Occasionally genes have a symbol alias that is overwhelmingly used. This was the case for HGNC:3942 which had the approved nomenclature FRAP1 for “FK506 binding protein 12-rapamycin associated protein 1” from the years 2001 to 2009. The scientific community overwhelmingly referred to the gene as "mTOR", which was problematic as this stood for “mammalian target of rapamycin” so was not transferable to non-mammalian vertebrate species like chicken and zebrafish. The HGNC collaborated with the Mouse Genomic Nomenclature Committee (MGNC) in 2009 and contacted 115 researchers. After lengthy discussions, the nomenclature committees and majority of researchers agreed upon “MTOR” which now stands for “mechanistic target of rapamycin kinase”. This gene symbol is well supported but has also allowed other genes to be named relative to the MTOR symbol, such as DEPTOR (DEP domain containing MTOR interacting protein), LAMTOR1 (late endosomal/lysosomal adaptor, MAPK and MTOR activator 1), RPTOR (regulatory associated protein of MTOR complex 1) and RICTOR (RPTOR independent companion of MTOR complex 2). None of this would have been possible if the gene had languished as FRAP1.

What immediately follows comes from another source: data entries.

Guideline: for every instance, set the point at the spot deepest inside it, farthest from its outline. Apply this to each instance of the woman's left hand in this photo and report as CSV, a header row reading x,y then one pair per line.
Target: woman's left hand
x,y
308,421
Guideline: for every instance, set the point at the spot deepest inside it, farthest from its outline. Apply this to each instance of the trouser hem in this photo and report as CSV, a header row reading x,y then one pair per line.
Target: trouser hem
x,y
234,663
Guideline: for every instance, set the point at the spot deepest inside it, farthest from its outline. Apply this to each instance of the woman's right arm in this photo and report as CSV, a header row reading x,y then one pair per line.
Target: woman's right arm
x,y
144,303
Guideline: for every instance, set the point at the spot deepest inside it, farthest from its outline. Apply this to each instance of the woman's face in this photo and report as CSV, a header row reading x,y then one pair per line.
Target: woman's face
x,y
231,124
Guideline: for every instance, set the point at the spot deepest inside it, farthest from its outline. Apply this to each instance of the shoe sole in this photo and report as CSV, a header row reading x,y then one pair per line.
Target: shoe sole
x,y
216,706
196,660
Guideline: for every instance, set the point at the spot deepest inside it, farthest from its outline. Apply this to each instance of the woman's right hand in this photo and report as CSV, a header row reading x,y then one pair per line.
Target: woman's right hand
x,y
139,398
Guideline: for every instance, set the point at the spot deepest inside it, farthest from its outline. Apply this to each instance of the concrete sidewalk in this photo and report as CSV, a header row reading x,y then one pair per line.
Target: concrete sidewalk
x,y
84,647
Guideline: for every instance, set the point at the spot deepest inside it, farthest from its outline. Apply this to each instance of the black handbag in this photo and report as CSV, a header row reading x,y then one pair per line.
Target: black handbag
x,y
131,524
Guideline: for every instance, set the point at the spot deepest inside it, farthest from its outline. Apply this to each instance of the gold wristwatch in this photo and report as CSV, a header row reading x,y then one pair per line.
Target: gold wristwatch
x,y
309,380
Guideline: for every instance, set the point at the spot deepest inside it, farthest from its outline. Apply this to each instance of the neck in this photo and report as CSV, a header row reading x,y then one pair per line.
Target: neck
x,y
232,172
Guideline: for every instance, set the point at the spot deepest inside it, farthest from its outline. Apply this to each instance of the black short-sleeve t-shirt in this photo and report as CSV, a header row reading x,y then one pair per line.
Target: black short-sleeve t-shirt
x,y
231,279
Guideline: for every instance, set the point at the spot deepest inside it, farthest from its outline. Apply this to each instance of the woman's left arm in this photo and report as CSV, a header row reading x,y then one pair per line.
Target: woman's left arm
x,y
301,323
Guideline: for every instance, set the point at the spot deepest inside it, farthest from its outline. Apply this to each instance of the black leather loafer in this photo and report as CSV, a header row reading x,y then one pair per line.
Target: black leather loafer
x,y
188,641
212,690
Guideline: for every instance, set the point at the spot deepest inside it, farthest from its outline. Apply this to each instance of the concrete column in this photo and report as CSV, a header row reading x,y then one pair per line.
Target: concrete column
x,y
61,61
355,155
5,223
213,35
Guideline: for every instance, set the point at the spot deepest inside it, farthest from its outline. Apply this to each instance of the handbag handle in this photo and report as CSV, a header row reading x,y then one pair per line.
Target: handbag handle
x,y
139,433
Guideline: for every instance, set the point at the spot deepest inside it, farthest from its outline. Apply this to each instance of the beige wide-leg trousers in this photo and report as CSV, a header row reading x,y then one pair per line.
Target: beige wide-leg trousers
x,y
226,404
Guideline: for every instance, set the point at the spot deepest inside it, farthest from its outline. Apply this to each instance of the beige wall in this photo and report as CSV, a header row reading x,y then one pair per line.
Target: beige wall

The HGNC regularly deals with nomenclature queries from the clinical and scientific communities. Some of these queries are initially directed to other resources who then forward them to the HGNC—which means that even if a research group is not originally aware of the HGNC, they are nonetheless the endpoint for these queries. HGNC’s position as the worldwide human gene nomenclature authority means that they are well placed to mediate disputes between rival groups and encourage discussions to reach a consensus nomenclature for use in publications going forward, as well as disseminate any nomenclature updates to other crucial biological resources. In this role, HGNC aims to reduce duplication of effort between different research groups as well as in other biological databases and reduce the confusion that might otherwise arise when different names are used for the same gene, or the same symbols are used for different genes.